1.  Agglomerating clusterization with the number of clusters, defined with silhouette scores,  cosine affinity and use average linkage. (best parameters for wiki dataset). This approach give bad result.

2. Agglomerative clusterization with the number of clusters, defined with silhouette scores and default parameters. It give very good score improvement.

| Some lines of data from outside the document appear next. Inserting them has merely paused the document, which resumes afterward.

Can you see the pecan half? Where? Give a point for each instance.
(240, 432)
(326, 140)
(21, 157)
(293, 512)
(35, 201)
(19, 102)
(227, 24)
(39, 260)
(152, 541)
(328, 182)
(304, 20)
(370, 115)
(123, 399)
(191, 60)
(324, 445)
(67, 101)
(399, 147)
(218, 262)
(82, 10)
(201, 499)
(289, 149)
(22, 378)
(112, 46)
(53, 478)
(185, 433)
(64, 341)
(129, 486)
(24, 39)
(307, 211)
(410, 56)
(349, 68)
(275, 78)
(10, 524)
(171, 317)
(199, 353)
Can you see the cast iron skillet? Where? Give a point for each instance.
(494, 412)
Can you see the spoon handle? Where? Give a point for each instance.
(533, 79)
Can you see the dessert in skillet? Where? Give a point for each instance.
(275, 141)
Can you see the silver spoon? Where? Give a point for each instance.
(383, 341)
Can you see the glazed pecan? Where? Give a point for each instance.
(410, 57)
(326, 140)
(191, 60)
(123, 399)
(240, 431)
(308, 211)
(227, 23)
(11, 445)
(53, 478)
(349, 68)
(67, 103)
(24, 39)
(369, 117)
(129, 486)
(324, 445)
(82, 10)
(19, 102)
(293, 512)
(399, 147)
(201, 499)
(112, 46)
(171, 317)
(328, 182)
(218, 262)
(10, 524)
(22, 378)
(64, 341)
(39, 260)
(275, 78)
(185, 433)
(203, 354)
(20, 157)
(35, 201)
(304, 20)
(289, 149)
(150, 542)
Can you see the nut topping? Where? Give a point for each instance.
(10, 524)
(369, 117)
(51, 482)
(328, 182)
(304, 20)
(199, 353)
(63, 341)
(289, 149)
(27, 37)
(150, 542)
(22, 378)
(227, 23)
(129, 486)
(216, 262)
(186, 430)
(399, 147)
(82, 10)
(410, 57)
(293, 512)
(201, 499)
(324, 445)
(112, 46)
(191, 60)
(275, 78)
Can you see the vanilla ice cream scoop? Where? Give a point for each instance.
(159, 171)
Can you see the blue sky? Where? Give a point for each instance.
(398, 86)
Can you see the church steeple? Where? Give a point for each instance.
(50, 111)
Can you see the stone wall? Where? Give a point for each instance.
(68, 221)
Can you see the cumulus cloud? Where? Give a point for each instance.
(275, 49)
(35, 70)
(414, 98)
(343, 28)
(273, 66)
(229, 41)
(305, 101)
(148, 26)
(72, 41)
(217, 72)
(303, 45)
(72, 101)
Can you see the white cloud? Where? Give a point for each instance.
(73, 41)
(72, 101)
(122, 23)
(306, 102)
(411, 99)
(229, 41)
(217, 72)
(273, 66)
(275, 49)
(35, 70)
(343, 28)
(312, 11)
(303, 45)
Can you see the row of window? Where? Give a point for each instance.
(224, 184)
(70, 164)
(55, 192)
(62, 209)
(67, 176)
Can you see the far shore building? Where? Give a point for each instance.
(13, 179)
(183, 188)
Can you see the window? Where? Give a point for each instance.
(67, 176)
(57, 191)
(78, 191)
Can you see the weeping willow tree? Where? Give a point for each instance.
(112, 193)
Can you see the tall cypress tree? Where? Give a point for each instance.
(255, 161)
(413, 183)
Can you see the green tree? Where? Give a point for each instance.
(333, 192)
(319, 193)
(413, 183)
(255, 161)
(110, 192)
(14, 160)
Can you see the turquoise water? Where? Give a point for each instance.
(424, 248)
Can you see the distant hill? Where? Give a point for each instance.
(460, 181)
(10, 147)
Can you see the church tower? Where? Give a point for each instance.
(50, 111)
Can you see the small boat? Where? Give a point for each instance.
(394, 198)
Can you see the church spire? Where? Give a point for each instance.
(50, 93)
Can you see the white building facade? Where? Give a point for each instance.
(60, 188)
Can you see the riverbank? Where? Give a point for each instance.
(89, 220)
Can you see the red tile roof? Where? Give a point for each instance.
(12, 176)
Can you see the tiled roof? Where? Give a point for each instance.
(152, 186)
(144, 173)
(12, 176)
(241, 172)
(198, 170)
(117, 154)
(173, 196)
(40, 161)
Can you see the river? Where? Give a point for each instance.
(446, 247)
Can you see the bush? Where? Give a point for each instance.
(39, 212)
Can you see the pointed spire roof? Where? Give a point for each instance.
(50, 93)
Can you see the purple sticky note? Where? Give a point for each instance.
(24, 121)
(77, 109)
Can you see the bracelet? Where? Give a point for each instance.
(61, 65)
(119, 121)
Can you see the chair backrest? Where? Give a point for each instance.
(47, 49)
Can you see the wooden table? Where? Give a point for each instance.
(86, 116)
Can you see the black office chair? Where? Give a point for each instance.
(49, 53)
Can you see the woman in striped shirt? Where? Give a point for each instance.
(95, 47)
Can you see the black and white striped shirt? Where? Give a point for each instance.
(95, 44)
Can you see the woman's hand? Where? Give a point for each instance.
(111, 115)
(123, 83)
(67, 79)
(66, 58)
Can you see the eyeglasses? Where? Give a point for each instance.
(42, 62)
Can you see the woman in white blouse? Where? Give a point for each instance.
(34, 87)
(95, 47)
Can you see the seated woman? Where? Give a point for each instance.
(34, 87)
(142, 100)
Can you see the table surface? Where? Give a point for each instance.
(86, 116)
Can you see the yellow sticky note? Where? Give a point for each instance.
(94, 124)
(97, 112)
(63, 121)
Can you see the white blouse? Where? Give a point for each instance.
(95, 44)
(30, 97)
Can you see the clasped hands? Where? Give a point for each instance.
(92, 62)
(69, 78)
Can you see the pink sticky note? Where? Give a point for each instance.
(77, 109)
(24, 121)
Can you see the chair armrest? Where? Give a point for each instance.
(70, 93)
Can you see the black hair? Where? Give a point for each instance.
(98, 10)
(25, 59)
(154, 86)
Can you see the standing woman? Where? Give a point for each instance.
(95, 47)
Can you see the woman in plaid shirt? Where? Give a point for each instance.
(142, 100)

Results you could see in following table: 

Agglomerative clusterization with defined from 1 parameters:

\begin{array}{ccc}
\text{method}&\text{ARI score}\\
avg\_mean& 0.06\\
5-nearest\_neighbours& 0.02
\end{array}

Agglomerative clusterization with default parameters:

\begin{array}{ccc}
\text{method}&\text{ARI score}\\
avg\_mean& 0.176\\
5-nearest\_neighbours& 0.18\\
k-nearest\_neighbours (*)& 0.241\\
obtained\_baseline& 0.225\\
Autors\_baseline& 0.261\\
\end{array}

(*)  Approach with k-nearest neighbours, where k depends on length of the sentence. If length of context is bigger than 15, find 10 neighbours, else if more than 6, use 5 neighbours, else use only 1 neighbour.





In [None]:
from sklearn.cluster import AgglomerativeClustering
clusters = []
for i in tqdm(range(unique_words.shape[0])):
  num_clusters = define_num_clusters(np.array(context_embs)[indexes[i]:(indexes[i+1])])
  clusters.append(list(AgglomerativeClustering(n_clusters=num_clusters).fit(np.array(context_embs)[indexes[i]:(indexes[i+1])]).labels_))

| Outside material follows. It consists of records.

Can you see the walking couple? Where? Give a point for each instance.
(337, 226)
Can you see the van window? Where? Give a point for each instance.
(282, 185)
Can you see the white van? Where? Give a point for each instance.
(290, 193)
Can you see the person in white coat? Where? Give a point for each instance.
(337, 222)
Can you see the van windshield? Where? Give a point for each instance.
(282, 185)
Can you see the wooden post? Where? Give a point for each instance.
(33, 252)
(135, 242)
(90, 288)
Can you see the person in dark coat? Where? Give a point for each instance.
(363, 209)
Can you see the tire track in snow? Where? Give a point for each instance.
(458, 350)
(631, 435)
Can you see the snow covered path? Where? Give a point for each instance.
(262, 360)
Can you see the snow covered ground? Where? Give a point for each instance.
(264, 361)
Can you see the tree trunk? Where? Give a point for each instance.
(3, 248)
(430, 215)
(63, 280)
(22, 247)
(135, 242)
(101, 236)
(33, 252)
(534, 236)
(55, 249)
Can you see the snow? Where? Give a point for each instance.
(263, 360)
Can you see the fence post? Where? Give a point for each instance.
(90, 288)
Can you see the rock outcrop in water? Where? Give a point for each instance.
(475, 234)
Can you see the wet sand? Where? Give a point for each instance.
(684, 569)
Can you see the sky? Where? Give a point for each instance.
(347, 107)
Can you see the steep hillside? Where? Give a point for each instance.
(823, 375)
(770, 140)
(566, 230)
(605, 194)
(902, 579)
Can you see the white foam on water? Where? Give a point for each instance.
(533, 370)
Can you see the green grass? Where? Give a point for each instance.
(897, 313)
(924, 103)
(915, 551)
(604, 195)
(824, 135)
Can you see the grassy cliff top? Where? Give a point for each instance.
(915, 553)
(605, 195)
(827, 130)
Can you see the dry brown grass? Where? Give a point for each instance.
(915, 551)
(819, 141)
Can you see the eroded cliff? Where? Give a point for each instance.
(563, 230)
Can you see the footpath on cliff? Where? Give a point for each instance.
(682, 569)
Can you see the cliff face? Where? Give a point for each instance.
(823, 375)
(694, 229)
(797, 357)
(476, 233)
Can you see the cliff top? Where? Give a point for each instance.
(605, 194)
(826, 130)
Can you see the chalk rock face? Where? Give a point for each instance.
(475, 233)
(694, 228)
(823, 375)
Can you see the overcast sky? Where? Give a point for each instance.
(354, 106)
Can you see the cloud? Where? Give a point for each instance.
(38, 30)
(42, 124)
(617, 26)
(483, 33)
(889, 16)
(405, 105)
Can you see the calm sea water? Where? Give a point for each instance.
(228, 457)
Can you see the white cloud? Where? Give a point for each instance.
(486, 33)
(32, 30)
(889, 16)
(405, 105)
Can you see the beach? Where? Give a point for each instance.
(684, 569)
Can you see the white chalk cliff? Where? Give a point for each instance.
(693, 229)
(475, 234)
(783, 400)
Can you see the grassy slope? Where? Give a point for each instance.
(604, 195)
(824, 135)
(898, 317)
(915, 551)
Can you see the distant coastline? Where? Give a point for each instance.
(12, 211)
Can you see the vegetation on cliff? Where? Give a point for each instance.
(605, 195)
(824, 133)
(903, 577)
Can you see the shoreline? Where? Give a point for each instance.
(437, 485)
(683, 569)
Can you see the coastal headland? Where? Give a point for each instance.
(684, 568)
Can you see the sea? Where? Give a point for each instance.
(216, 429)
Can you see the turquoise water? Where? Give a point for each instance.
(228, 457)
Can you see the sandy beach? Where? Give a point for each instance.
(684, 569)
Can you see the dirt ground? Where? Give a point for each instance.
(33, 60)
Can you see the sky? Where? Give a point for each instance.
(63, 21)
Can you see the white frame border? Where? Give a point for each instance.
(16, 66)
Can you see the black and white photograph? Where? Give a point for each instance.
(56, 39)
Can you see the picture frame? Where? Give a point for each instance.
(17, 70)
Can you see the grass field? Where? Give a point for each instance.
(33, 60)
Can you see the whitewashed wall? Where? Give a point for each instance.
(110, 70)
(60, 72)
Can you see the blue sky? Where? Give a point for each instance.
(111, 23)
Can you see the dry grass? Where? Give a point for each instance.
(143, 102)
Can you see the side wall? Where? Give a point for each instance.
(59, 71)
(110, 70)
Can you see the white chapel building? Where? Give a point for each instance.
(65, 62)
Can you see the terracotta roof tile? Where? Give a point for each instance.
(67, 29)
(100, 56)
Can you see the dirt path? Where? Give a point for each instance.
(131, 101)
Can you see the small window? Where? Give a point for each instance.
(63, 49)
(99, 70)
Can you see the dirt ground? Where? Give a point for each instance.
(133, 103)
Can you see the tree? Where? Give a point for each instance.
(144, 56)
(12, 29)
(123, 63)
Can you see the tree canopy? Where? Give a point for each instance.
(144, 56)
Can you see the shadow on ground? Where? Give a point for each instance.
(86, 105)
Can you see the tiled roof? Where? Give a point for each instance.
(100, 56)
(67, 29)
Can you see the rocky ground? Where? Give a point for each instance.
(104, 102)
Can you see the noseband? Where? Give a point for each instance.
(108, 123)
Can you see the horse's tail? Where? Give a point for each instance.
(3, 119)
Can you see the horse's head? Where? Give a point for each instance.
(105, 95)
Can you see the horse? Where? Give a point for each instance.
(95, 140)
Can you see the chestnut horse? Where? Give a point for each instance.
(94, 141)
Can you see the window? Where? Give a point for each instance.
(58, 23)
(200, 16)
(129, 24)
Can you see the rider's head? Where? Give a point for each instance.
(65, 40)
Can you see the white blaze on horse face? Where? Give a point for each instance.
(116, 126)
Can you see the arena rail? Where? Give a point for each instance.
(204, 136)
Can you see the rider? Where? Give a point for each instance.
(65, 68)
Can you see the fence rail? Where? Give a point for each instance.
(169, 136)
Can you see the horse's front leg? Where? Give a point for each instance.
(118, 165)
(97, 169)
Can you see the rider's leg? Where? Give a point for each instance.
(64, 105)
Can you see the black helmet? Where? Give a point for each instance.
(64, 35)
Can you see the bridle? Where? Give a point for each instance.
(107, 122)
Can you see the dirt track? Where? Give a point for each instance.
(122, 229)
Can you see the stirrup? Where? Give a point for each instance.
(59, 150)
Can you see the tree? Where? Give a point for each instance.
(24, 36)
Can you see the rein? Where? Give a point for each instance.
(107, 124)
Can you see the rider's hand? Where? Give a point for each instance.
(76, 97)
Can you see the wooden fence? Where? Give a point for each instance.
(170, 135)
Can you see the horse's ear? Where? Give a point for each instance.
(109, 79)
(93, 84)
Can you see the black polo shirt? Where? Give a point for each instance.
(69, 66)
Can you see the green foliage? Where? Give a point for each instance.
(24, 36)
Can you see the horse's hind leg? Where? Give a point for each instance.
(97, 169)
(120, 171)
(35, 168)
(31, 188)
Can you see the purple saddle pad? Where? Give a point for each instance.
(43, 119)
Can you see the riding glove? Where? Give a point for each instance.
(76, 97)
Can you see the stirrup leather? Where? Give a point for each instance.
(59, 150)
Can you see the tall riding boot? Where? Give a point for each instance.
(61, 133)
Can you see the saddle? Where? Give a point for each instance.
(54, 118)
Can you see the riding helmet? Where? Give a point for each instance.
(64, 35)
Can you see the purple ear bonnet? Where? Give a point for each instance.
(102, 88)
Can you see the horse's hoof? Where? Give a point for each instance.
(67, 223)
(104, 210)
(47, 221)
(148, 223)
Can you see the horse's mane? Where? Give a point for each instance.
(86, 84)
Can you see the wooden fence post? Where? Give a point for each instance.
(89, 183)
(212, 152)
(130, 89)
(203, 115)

100%|██████████| 51/51 [02:28<00:00,  2.92s/it]


## Final results 

In [None]:
predict_list = list(itertools.chain(*clusters))
df['predict_sense_id'] = predict_list

# Save

In [None]:
save_path = 'russe-wsi-kit/data/main/bts-rnc/elmo.csv'
df.to_csv(save_path, sep='\t', index=None)

In [None]:
cd russe-wsi-kit/data/main/bts-rnc/

/content/russe-wsi-kit/data/main/bts-rnc


In [None]:
!zip bts_rnc.zip elmo.csv

  adding: gg_elmo.csv (deflated 68%)


In [None]:
cd /content/

/content


# Test score

In [None]:
from sklearn.metrics import adjusted_rand_score
score = []
for j in range(unique_words.shape[0]):
  score.append(adjusted_rand_score(clusters[j], np.array(list(df['gold_sense_id'])[indexes[j]:(indexes[j+1])])))
print(score)